Dec 12, 2004 15:56
"So she asked you if you like the ocean? Be careful saying yes or she'll drag you out there in the middle of the night, trust me. The recent anger in my heart calms when I read how you write about your girlfriend, perhaps I should continue in my seemingly hopeless search for someone to share myself with.
I have been meaning to write you and confess ...
a few weeks ago I was driving to LA with a friend of mine and when I saw the signs for diamond bar I decided to get off the freeway and see the old neighborhood. After driving for forty minutes I broke down, bought a map, and found my way. I drove down the street which hold many fond memories and as approached the end of the street and began to turn around a young man stepped out of his SUV and gasped. I wanted to stop and say hi, but I was afraid of looking like a crazed freak, so I kept driving. I've been kicking myself ever since, I should have stopped and said hi, and no, I'm not stalking you, I'm just a lil weird sometimes, but alas, I didn't. However, the drive is not a long one, and I would like the chance to make it again and catch up over a cup of coffee ... what do you think? "
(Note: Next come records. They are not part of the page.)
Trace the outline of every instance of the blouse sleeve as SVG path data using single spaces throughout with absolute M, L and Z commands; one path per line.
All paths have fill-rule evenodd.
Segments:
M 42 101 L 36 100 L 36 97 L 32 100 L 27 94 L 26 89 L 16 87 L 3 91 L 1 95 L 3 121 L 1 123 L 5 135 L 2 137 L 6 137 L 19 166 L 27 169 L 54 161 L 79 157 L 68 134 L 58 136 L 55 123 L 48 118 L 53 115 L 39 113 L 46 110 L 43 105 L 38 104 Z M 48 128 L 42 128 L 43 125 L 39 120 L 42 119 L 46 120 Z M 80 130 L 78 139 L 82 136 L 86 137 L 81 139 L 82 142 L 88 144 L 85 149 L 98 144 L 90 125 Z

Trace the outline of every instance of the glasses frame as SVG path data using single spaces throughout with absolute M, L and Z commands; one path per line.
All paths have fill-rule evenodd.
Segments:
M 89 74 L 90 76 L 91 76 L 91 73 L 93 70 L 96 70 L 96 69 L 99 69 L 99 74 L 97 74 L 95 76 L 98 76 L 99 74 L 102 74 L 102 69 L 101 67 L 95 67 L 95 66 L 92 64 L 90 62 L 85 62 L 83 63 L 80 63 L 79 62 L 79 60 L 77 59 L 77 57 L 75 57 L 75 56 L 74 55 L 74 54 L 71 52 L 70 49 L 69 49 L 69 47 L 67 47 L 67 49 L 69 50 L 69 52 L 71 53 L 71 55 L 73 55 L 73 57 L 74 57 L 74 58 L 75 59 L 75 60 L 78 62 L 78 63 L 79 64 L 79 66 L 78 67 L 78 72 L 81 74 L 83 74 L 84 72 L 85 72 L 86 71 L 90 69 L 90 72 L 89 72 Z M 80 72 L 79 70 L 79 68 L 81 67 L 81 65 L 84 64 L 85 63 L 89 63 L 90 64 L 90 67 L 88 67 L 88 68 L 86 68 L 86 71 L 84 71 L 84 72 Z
I think that I owe everyone who took the time to write me in the past couple of weeks coffee.
Ya know it’s been a strange year; one I’ve tried time and time again to define and understand all of the new life lessons that had been presented to me, and from the sounds of things, many of my friends as well. I’ve been blessed with having gone through some of the darkest times for me emotionally and mentally and then having new people come into my life to put what I’ve been through in perspective. I thought I knew heartache until I met a couple who had lost the life of their daughter. Never again will I be able to look at pain in the same light. I thought I knew spirituality until I saw a good friend become "born again" and make a drive to cast out the demons that had plagued him. We may not fully be brothers in Christ, but we fight the same struggle and watching his renewed sense of worth has been an inspiring sight to behold. I thought I knew family until mine rocked at its foundations and threatened to break in two. I thought I knew beauty until I met a young man with eyes that held more vibrance in its depths than any words my mediocre writing abilities could manage. I thought I knew love until I kissed him goodnight.
Now I’ve got to learn what it means all over again.
I apologize to everyone I wrote to and then subsequently didn’t follow up on. With all the positivity that I’m feeling, the underlying negativity was something I needed to take some time off to deal with, and ultimately, it all left me drained. Unfortunately for you, I really do want to keep in touch and know everything that I’ve missed in the past few years. There was one trend in most of the messages back to me that was a little disheartening however. Apparently there are some of you that feel like you are alone and can never really be happy. To this I say:
"Welcome to start."
I’ve written a dozen horribly structured journal writes on the subject of depression. To me it really does define who you are and becomes an almost welcomed blanket to protect you from risk and pain. I don’t pretend to be better now that I am happier than I was before, but it does help me look back and see where things started to turn to shit and what steps I could’ve made, what steps I should’ve made, what steps I did make, and what new troubles may lay ahead because of all those previous choices are. Happiness isn’t a reward for good deeds or an entitlement because of bad times. It’s something that you have to want. You have to want to be happy. I didn’t realize that until I looked at how much time was wasted feeling low and awful and ultimately stupid. I said I wanted to be happy. But truth was I enjoyed the stigma of being a sad puppy of a person. Times have changed. The scars are still there, the paranoia are is still there, and regrettably the anger is still there, but something new and foreign to me has appeared. That thing is confidence. I have confidence that if I want to be happy, if I want to show love instead of anger, and openness instead of closed mindedness, I can try and this time the results will be different because this time I’m not going to give up so easily.
Life sucks. It just does. But why give up now? Live to live. Not just exist. I know I fail (take this ramble of a journal entry for example) but I can now see where I’ve managed to succeed. To my friends that feel they have no where else to go, just know that our minds still work the same. As happy-sappy as Mistery’s suddenly become, the brooding still there. But the next time all you think you can see is dark, take a closer look. You may find light, as tiny and seemingly insignificant upon first glance as it may be, this flicker of energy, this small shine, could erupt into something brilliant and worth the entire trip those dark times took you for. Once you have that light, that confidence, that want, you can always come back to it when life starts to royally suck again.